There is sufficient evidence to suggest that the PFC is organized hierarchically [3] with more caudal areas learning first-order associations and more rostral areas putting them in context to facilitate learning of abstract rules. This can be done by top-down modulation in the PFC, which underlies the ability to focus attention on task-relevant stimuli and ignore irrelevant distractors, in two ways: either as a result of weight changes in modulated pathways and predictions, or through activation-based biasing provided by a working memory system. These mechanisms have been explored in two prominent models of the PFC. One well established model for cognitive control function through the working memory system is the Prefrontal cortex and Basal ganglia Working Memory model (PBWM) [10] in which a flexible working memory system with an adaptive gating mechanism is implemented. At the biological level, the model proposes that the PFC facilitates active maintenance for sustaining task-relevant information, while the Basal Ganglia (BG) provides the selective gating mechanism. A hierarchical extension of this model [7] proposes that hierarchical control can arise from multiple such nested frontostriatal loops (loops between the PFC and the BG). The system adaptively learns to represent and maintain higher order information in rostral regions which conditionalize attentional selection in more caudal regions.

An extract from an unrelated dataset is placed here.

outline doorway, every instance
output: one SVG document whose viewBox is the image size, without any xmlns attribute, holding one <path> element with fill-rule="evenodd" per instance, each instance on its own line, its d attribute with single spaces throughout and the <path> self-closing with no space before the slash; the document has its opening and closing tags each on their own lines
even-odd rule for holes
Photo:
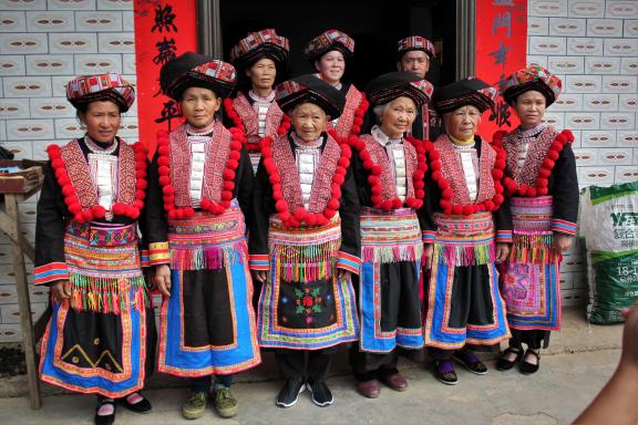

A second hierarchical model, Hierarchical Error Representation (HER) [1], explains cognitive control in terms of the interaction between the dlPFC (dorsolateral prefrontal cortex) and the mPFC (medial part of the PFC). The dlPFC learns to maintain representations of stimuli that reliably co-occur with outcome prediction error and these error representations are used by the mPFC to refine predictions about the likely outcomes of actions. The error is broadcasted through the PFC in a bottom-up manner, and modulated predictions from top-down facilitate selection of an appropriate response. Thanks to its recursive architecture, this model, presented in more details below, can elaborate hierarchical rules on the basis of learning by weight updating, both to select pertinent stimuli and to map a representation inspired with principles of predictive coding [2]. In addition to its elegant recursive mechanism, proposing an original computational mechanism to account for the hierarchical structure of the PFC, the HER model is also very interesting because its proposes to decompose the functioning of the PFC between, on the one hand, the prediction of the outcome and the monitoring of the error of prediction and, on the other hand, the elaboration of contextual (and possibly hierarchical) rules to compensate errors. This distribution of functions has also been reported between respectively the medial and lateral parts of the PFC [6], yielding more importance to the biological plausibility of the HER model. For these reasons, the HER model could be presented as a more elaborated and accurate model of the PFC, except for one point of discussion that we put forward here. All the adaptations of the HER model are made through learning by weight modifications, whereas the property of working memory of the PFC, as it is for example exploited in the PBWM model, is often presented as a key mechanisms for its adaptive capabilities. An important question is consequently to determine up to which point working memory and attentional modulations are necessary for the learning of hierarchical rules in cognitive control.

In the work presented here, we seek to answer specific questions about the nature of top-down modulation and selective attention, through the lens of hierarchical learning and representations. We start from the implementation of the hierarchical HER model and its study for a task in which individual first-order rules can be learned alone or associated within specific contexts to form second-order rules. We can evaluate the performances of the HER model in these different cases and compare them with a case where an attentional mechanism should be deployed to facilitate and orient its learning. As discussed in the concluding part, we observe that the attentional mechanism should be considered not only for the processing of information but also for the learning of rules, particularly in the hierarchical and contextual case.

2 Methods

This section first summarizes the HER model algorithm and equations, as described in the original paper [1] and subsequently presents the task that we have chosen for our study.

2.1 Model Details: HER

Working Memory Gating. At each level of the hierarchy, external stimuli presented to the model may be stored in WM based on the learned value of storing that stimulus versus maintaining currently active WM representations.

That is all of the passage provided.